However, sometimes the sample size of 162 games, 600 plate appearances, or 200 innings pitched is not enough for our most commonly used metrics to give an entirely accurate representation of player value. The old adage – that for every bloop that manages to fall in for a hit there is also a line drive hit right at somebody – is not always true for every batter in every season. When the batting average on balls in play against Pedro Martinez rose dramatically for a single year in 2000, it is commonly accepted that he was simply unlucky. By using FIP, it can be seen that nothing significant or predictive about him as a pitcher changed or deteriorated in that one year.

To this end, we see DIBS (Defense Independent Batting Statistics) as an equivalent metric for batters.

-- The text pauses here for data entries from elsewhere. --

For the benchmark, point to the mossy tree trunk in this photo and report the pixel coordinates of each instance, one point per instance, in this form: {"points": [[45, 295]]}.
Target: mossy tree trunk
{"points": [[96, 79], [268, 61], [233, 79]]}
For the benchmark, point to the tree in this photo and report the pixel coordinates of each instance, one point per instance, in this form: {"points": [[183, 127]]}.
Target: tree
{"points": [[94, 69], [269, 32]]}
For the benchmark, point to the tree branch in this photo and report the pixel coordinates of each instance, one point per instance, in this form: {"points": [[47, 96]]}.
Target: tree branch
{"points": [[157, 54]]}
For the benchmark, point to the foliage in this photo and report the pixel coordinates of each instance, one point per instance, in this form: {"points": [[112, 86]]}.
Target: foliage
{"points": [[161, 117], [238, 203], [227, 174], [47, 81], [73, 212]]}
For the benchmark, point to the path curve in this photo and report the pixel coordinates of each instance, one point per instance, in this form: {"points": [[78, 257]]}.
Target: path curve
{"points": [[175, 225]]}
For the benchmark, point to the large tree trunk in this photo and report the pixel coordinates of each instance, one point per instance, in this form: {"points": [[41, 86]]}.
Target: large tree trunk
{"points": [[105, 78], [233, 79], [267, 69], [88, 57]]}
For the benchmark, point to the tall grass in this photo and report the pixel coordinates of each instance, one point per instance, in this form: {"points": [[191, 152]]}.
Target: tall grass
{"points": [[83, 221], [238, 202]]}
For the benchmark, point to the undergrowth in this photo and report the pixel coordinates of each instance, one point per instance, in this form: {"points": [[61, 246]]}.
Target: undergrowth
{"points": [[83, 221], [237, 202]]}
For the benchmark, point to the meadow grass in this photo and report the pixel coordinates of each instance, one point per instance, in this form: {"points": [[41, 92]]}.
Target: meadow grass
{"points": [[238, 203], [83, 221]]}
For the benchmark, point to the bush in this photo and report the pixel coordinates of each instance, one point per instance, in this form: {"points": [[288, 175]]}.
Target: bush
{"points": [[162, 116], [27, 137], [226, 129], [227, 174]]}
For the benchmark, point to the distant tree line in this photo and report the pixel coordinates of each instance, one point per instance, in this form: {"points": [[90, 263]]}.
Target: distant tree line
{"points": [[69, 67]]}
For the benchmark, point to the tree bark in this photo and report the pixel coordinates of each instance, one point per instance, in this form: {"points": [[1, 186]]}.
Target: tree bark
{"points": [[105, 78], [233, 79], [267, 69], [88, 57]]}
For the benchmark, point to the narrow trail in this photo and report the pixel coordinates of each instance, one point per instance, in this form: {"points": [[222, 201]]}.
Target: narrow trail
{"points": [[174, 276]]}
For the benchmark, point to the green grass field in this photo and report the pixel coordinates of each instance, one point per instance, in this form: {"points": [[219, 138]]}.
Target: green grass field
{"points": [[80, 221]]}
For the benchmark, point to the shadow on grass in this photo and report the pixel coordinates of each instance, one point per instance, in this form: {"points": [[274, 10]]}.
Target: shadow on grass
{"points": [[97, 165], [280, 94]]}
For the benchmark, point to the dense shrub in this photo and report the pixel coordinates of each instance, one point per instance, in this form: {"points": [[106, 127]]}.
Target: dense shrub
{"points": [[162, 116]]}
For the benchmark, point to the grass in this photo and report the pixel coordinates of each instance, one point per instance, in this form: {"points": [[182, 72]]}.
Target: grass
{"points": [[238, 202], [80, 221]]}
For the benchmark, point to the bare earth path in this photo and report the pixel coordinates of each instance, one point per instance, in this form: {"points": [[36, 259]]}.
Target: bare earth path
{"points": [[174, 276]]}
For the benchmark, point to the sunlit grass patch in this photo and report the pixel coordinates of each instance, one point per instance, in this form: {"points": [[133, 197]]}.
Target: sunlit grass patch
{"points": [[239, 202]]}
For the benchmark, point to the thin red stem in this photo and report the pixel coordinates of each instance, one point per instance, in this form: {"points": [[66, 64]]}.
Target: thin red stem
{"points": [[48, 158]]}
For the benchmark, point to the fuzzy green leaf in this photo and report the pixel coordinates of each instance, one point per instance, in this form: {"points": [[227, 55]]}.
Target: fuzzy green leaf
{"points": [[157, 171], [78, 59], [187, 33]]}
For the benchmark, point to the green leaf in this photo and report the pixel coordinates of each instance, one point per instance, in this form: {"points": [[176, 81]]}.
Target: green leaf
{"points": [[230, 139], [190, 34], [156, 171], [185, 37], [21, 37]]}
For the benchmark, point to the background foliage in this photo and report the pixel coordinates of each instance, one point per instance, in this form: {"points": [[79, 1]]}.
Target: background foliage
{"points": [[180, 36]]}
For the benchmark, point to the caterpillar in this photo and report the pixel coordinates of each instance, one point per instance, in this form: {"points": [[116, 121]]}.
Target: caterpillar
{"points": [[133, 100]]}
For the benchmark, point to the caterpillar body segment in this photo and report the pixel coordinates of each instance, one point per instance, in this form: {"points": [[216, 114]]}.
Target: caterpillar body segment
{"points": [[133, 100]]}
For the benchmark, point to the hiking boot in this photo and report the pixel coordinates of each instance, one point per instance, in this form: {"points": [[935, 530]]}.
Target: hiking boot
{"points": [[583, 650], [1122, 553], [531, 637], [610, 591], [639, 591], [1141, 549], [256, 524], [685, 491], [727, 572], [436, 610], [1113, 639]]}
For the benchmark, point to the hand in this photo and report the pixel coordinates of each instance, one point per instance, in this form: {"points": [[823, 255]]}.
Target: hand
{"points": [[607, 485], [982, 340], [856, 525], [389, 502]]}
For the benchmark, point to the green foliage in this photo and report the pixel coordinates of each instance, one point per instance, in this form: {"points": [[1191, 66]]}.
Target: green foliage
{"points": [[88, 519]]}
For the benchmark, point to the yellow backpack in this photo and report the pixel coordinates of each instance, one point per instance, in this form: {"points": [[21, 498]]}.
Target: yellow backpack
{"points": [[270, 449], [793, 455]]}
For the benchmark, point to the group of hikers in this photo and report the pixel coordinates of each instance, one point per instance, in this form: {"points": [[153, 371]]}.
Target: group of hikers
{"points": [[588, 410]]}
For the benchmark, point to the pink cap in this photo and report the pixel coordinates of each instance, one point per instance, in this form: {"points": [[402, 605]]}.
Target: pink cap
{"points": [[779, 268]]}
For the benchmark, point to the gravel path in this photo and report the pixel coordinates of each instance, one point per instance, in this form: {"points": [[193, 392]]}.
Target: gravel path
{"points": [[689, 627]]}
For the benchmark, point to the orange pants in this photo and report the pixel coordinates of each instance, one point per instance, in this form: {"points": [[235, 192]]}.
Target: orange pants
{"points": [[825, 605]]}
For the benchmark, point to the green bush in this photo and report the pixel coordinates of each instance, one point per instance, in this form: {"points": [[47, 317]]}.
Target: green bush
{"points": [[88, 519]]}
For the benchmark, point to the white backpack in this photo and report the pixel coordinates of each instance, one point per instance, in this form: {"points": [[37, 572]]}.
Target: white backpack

Using batted-ball profiles in conjunction with results-based statistics may make it possible to detect when a player may have been unlucky, even when their results-based statistics may paint a bleaker picture.

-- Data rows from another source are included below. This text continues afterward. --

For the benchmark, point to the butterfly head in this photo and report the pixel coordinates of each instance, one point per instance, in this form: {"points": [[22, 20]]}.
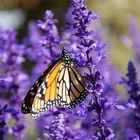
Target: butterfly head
{"points": [[66, 57]]}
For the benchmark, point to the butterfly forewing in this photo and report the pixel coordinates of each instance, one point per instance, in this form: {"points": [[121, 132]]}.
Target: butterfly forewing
{"points": [[28, 101], [60, 84]]}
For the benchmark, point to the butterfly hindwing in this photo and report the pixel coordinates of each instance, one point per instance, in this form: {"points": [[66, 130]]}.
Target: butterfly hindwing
{"points": [[71, 89], [46, 96]]}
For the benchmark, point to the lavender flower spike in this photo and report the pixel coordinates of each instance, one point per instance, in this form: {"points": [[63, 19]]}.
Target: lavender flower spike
{"points": [[134, 96], [88, 47]]}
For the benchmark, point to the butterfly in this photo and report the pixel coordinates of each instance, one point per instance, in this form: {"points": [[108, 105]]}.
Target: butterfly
{"points": [[61, 84]]}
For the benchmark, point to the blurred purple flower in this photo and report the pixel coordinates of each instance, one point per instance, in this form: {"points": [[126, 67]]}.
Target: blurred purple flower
{"points": [[13, 80], [134, 97]]}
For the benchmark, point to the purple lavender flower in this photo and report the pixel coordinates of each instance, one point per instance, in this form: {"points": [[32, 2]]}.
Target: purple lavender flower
{"points": [[134, 32], [134, 97], [43, 43], [3, 110], [14, 80], [90, 55]]}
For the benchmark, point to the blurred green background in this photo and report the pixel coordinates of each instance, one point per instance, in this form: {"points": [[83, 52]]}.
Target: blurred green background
{"points": [[115, 17]]}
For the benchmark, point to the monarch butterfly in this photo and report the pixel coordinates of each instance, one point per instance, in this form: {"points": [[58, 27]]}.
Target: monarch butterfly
{"points": [[61, 84]]}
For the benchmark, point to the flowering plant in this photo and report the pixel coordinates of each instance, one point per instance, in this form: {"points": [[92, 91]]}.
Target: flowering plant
{"points": [[95, 118]]}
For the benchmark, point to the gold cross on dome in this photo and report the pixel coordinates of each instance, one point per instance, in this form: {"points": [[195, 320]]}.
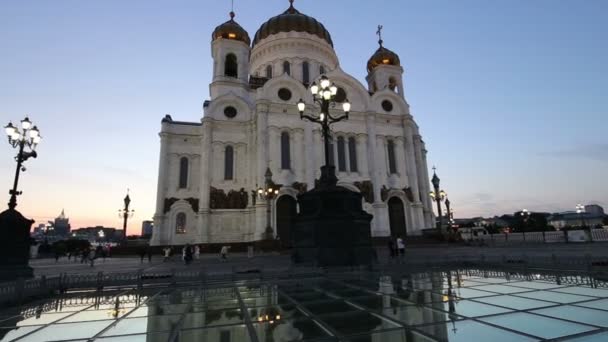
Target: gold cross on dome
{"points": [[379, 33]]}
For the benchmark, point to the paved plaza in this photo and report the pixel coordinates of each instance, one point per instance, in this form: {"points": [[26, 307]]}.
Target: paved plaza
{"points": [[276, 261]]}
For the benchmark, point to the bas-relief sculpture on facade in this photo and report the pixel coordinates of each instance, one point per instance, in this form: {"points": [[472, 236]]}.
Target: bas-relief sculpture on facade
{"points": [[251, 123]]}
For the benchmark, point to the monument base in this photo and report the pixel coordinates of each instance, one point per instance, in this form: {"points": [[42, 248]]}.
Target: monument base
{"points": [[15, 251], [332, 229]]}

DIBS is a concept we were introduced to by Ben Jedlovec’s presentation on behalf of Baseball Information Solutions in Phoenix this March at the SABR Analytics conference. While BIS has access to proprietary data that helps fuel its calculations for its DIBS, our goal matches BIS’ – create a measurement of batting ability and offensive value separate from outcomes and past results. Ideally, this statistic will hold predictive value; much like FIP can tell us which players may have gotten lucky on batted balls in a certain year, DIBS uses batted-ball profile to predict outcomes independent of defense, park and result. tDIBS (the “t” standing for Tufts University, where we all are currently students) is an attempt to satisfy this goal using only publicly available data.

2014 Model

When originally designing the model earlier this year, we found that Gameday data was the best publicly available source for evaluating 2014 batted balls. Statcast data was not publicly available for the 2014 season except for a select few highlights.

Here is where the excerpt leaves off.